The Secesh category archive
The New Secesh have embraced today’s technology.
My local rag published the letter I wrote to the editor on Monday. You can find it on their website, but I’ll save you the trouble. Here is the text:
I find myself bemused by those who refer to the removal of Confederate monuments as “erasing history.”
Let’s consider the history.
Almost all of the monuments in question were erected in the 1890s and early 1900s coincident with the imposition of Jim Crow and the rise of the second Ku Klux Klan. They were intended to remind freed slaves and their descendants of their “place” and of who was in charge. They memorialized, not gallantry on the battlefield, but racism, oppression, and theft of labor in daily life.
When invoking history, invoke the history that was, not the history that was made up.
Monumental mayhem in the Tar Heel state. Here’s a bit from the report:
Competing demonstrations over a Confederate monument in Alamance County ended after two supporters of the statue were arrested for assault and disorderly conduct, according to police and media reports.
Police said one of the men, 39-year-old Christopher Overman, hit Elon University professor Megan Squire, who was protesting a statue in Graham, about 55 miles northwest of Raleigh. Squire researches online right-wing extremism at the university, according to the school.
And, in more news of still rising again . . . .
In Maine, you might expect to see a moose, but a noose?
At Psychology Today Blogs, Claire Jack suggests that many tactics we see in our political you-can-hardly-call-it discourse are “emotional and manipulative tactics” that amount to gaslighting on a societal level. An excerpt, referring to the current reaction to the police murder of George Floyd (emphasis; follow the link for the rest.
Some of these protests have culminated in forcibly removing the statues of Confederate generals and men who built their wealth on the slave trade, and calling for the removal of others. People have been calling for the removal of these monuments for years, in some cases. Retaining these monuments – when they are a daily reminder of the atrocities which were carried out in these men’s names and which are highly offensive to some sectors of society – is a form of gaslighting. It’s a way of communicating to a black person whose ancestors died on the ships coming from Africa or who were forced into slavery, that your experience is less important than mine.
By the way, the last sentence above captures succinctly why those monuments were erected in the first place.

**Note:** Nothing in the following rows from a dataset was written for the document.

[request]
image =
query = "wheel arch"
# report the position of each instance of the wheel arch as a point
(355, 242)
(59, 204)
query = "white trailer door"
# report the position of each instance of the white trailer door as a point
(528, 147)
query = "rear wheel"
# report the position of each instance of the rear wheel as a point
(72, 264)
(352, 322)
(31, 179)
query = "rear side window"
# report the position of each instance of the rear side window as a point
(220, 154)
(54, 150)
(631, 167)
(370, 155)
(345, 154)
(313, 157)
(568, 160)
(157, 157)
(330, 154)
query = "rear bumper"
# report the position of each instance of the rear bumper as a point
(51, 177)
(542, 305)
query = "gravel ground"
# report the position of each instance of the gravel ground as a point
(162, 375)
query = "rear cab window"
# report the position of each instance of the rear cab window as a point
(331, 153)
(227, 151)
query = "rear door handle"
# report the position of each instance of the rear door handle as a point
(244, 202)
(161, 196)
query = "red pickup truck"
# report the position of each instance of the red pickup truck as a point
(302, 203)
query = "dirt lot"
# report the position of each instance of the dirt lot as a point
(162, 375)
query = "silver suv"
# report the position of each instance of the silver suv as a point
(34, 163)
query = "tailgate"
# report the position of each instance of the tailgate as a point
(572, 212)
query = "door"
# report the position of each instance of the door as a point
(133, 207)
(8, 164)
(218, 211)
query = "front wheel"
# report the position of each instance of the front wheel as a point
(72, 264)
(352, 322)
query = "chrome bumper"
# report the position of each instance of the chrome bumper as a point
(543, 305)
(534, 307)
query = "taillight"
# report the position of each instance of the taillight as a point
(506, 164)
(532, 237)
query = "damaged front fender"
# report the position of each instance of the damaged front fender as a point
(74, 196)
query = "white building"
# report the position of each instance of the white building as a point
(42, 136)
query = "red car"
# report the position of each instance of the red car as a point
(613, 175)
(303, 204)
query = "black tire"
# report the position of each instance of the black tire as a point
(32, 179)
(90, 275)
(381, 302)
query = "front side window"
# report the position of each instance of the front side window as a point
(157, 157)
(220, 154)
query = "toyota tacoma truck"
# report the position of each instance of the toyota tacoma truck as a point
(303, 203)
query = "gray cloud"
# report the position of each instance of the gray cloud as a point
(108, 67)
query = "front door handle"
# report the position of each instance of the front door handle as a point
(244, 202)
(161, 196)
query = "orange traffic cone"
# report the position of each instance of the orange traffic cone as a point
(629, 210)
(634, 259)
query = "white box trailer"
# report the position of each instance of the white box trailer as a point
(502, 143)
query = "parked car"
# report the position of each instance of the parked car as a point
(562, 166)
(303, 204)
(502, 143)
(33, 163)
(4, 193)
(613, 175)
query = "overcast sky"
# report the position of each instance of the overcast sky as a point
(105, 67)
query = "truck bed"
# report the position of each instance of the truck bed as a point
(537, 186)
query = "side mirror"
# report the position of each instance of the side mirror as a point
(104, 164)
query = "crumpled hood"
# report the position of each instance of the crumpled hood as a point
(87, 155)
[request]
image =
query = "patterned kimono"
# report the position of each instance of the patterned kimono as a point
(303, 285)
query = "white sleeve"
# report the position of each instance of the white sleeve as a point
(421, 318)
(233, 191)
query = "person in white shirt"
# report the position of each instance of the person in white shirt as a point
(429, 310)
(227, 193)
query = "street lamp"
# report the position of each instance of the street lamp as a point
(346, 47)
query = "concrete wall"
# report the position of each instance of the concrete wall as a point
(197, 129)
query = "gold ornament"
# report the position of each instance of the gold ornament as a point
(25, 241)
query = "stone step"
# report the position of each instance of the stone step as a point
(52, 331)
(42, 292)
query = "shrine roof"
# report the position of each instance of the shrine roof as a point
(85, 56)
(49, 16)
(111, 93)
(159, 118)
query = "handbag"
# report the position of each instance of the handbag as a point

In Delaware, where I used to live, there is a NASCAR race track. If you ever drove by a NASCAR track on race day, you likely saw more Confederate battle ensigns than were at Gettysburg.
My brother told me–this was probably 15 years ago at time when NASCAR was trying to broaden its audience and especially attempting to attract more minorities–that my nephew had asked (I don’t remember his exact words), “How are do they expect to do that with all those Confederate flags in the parking lots?”
I guess that push has come to shove.
H/T to my brother for giving me a heads-up on this story.
The Roanoke Times’s editorial board channels Isaac Newton’s third law of motion. A snippet (emphasis added):
For some Virginians, this is a disorienting moment, to the say the least. State Sen. Amanda Chase, R-Chesterfield County, and a candidate for governor next year, took to Facebook to say: “Let’s be honest, there is an overt effort here to erase all white history.” This would be laughable if she didn’t mean it so seriously.
Taking down a statue is not “erasing” history. It’s re-appraising whether we’re honoring the right people from our history.
Will Bunch wonders why right-wingers are waging war against the New York Times’s 1619 project.
Me, I’m torn. I can’t decide between whether they (the right-wingers) can’t handle the truth or they don’t want anyone else to handle the truth. Or maybe it’s some of both all mixed up together in a steaming pot of denial.
Nancy LeTorneau reports on the years of efforts to pass a federal anti-lynching law that preceded the recent successful passage of such legislation (which, as of this writing, has not yet been signed).
The Kansas City Star, in a lengthy investigative article, reports that the persons who put Charlottesville, Virginia, in the news for something other than basketball and frat parties, have decided that they need to “rebrand” to try to capture the youth market.
I did a year of grad work at C’ville, during which I learned I was not cut out to be an academician.